Tetsuo Handa wrote:
> Michal Hocko wrote:
> > On Thu 19-02-15 13:29:14, Michal Hocko wrote:
> > [...]
> > > Something like the following.
> > __GFP_HIGH doesn't seem to be sufficient so we would need something
> > slightly else but the idea is still the same:
> > diff --git a/mm/page_alloc.c b/mm/page_alloc.c
> > index 8d52ab18fe0d..2d224bbdf8e8 100644
> > --- a/mm/page_alloc.c
> > +++ b/mm/page_alloc.c
> > @@ -2599,6 +2599,7 @@ __alloc_pages_slowpath(gfp_t gfp_mask, unsigned int
> > order,
> > enum migrate_mode migration_mode = MIGRATE_ASYNC;
> > bool deferred_compaction = false;
> > int contended_compaction = COMPACT_CONTENDED_NONE;
> > + int oom = 0;
> > /*
> > * In the slowpath, we sanity check order to avoid ever trying to
> > @@ -2635,6 +2636,15 @@ retry:
> > alloc_flags = gfp_to_alloc_flags(gfp_mask);
> > /*
> > + * __GFP_NOFAIL allocations cannot fail but yet the current context
> > + * might be blocking resources needed by the OOM victim to terminate.

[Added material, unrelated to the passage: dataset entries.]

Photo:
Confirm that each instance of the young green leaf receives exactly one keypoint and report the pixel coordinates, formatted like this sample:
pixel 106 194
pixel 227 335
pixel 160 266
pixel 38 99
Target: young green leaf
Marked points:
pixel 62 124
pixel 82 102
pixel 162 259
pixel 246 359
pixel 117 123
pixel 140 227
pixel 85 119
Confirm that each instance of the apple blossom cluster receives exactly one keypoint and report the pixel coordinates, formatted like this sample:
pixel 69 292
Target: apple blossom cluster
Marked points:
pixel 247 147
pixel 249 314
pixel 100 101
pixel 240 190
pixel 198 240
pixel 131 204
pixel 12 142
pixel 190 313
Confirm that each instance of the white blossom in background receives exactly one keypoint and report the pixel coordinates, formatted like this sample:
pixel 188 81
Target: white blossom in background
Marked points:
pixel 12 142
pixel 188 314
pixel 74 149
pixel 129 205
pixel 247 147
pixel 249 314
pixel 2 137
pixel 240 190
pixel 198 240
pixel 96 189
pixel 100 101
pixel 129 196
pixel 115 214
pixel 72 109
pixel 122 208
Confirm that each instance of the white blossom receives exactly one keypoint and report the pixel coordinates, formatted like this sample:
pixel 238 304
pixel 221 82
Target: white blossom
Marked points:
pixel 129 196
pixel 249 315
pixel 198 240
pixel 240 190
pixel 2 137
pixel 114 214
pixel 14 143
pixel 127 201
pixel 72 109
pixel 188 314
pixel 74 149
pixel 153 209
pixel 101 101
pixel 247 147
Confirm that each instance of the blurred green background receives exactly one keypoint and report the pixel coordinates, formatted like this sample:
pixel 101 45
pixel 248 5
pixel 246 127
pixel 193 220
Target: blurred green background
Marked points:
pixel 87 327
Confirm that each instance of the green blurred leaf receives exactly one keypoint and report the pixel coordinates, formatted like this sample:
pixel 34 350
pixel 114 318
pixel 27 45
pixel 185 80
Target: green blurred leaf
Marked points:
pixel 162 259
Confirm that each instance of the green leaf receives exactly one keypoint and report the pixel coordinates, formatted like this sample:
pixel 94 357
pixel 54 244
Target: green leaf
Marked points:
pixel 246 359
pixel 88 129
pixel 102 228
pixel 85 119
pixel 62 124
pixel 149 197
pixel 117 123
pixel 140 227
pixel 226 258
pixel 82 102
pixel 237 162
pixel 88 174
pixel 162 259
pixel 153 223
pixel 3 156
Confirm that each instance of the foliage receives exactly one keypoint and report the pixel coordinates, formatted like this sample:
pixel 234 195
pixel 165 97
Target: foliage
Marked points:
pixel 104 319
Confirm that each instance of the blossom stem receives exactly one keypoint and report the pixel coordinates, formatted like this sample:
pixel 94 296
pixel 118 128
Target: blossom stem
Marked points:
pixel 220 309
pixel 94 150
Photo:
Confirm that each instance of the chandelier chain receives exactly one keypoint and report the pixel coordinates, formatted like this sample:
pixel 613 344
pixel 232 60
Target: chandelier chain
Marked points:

> > + * Allow the caller to dive into memory reserves to succeed the
> > + * allocation and break out from a potential deadlock.
> > + */
> We don't know how many callers will pass __GFP_NOFAIL. But if 1000
> threads are doing the same operation which requires __GFP_NOFAIL
> allocation with a lock held, wouldn't memory reserves deplete?
> This heuristic can't continue if memory reserves depleted or
> continuous pages of requested order cannot be found.
Even if the system seems to be stalled, deadlocks may not have occurred.
If the cause is (e.g.) virtio disk being stuck for unknown reason than
a deadlock, nobody should start consuming the memory reserves after
waiting for a while.
The memory reserves are something like a balloon. To guarantee forward
progress, the balloon must not become empty. Therefore, I think that
throttling heuristics for memory requester side (deflator of the balloon,
or SIGKILL receiver called processes) should be avoided and
throttling heuristics for memory releaser side (inflator of the balloon,
or SIGKILL sender called the OOM killer) should be used.
If heuristic is used on the deflator side, the memory allocator may
deliver a final blow via ALLOC_NO_WATERMARKS. If heuristic is used on
the inflator side, the OOM killer can act as a watchdog when nobody
volunteered memory within reasonable period.
> > + if (oom > 10 && (gfp_mask & __GFP_NOFAIL))
> > + alloc_flags |= ALLOC_NO_WATERMARKS;
> > +
> > + /*
> > * Find the true preferred zone if the allocation is unconstrained by
> > * cpusets.
> > */
> > @@ -2759,6 +2769,8 @@ retry:
> > goto got_pg;
> > if (!did_some_progress)
> > goto nopage;
> > +
> > + oom++;
> > }
> > /* Wait for some write requests to complete then retry */
> > wait_iff_congested(ac->preferred_zone, BLK_RW_ASYNC, HZ/50);
> > --
> > Michal Hocko
> > SUSE Labs